The recipe, condensed
- Enable an NTP server on your router/firewall.
- Transparently redirect all outbound UDP/123 to it (so cameras get time regardless of their hardcoded servers).
- Firewall the camera off the internet but allow RFC1918 (LAN/local) so RTSP + local NTP keep working.
- Reset firewall states after adding the rules.
- Verify: capture shows cloud attempts dying at the firewall;
TS valclimbing = no reboot; ping steady; NVR still recording.
Caveats / things I'm still chasing
- Firmware varies. Some units reboot on cloud loss regardless of time. If NTP-local isn't enough, the next levers are: try Reject instead of Block (a fast RST/ICMP unreachable is sometimes handled more gracefully than a silent timeout), or, worst case, fake the cloud handshake with a local listener (hard, proprietary protocol).

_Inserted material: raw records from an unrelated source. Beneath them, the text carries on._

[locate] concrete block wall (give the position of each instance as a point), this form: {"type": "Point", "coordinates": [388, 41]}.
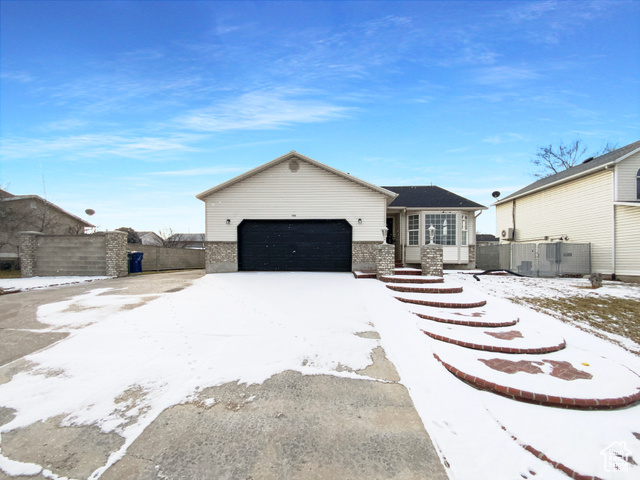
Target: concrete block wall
{"type": "Point", "coordinates": [101, 254]}
{"type": "Point", "coordinates": [431, 260]}
{"type": "Point", "coordinates": [221, 257]}
{"type": "Point", "coordinates": [164, 258]}
{"type": "Point", "coordinates": [363, 256]}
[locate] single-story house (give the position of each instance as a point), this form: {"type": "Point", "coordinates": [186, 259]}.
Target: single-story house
{"type": "Point", "coordinates": [597, 202]}
{"type": "Point", "coordinates": [297, 214]}
{"type": "Point", "coordinates": [21, 213]}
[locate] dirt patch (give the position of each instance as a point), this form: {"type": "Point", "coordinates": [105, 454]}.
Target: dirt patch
{"type": "Point", "coordinates": [506, 335]}
{"type": "Point", "coordinates": [619, 316]}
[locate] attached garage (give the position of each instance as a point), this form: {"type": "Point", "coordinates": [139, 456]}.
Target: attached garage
{"type": "Point", "coordinates": [294, 214]}
{"type": "Point", "coordinates": [294, 245]}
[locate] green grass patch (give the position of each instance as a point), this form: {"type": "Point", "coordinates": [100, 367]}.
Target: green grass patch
{"type": "Point", "coordinates": [620, 316]}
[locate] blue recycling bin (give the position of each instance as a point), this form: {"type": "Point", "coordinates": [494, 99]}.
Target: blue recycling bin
{"type": "Point", "coordinates": [135, 264]}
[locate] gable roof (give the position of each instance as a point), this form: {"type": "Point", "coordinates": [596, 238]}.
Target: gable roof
{"type": "Point", "coordinates": [13, 198]}
{"type": "Point", "coordinates": [430, 197]}
{"type": "Point", "coordinates": [585, 168]}
{"type": "Point", "coordinates": [288, 156]}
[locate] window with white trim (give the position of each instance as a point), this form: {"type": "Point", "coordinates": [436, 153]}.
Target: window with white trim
{"type": "Point", "coordinates": [413, 229]}
{"type": "Point", "coordinates": [464, 229]}
{"type": "Point", "coordinates": [445, 225]}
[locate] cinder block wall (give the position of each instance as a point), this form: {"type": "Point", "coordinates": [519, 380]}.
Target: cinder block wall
{"type": "Point", "coordinates": [100, 254]}
{"type": "Point", "coordinates": [163, 258]}
{"type": "Point", "coordinates": [60, 255]}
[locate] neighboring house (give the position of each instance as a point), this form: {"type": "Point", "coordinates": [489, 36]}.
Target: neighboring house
{"type": "Point", "coordinates": [597, 202]}
{"type": "Point", "coordinates": [295, 213]}
{"type": "Point", "coordinates": [486, 239]}
{"type": "Point", "coordinates": [19, 213]}
{"type": "Point", "coordinates": [150, 238]}
{"type": "Point", "coordinates": [186, 240]}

- Other brands differ. My YI/Kami cameras use a different cloud entirely; their reboot trigger may not be NTP. Test one at a time, don't assume the Dahua fix generalizes.
- This is WAN-blocking, not true isolation. If your LAN is flat (multiple subnets sharing one L2 segment), IP ranges alone don't isolate anything. A compromised cam can still talk to your trusted devices at layer 2. For real containment you want a dedicated IoT VLAN on a managed switch, with the firewall enforcing the boundary.
Hope this saves someone the two hours I spent staring at tcpdump. The headline lesson: when a cheap camera reboots on "no internet," suspect the clock before the cloud.
Disclaimer: non native english speaker here, post aided by AI.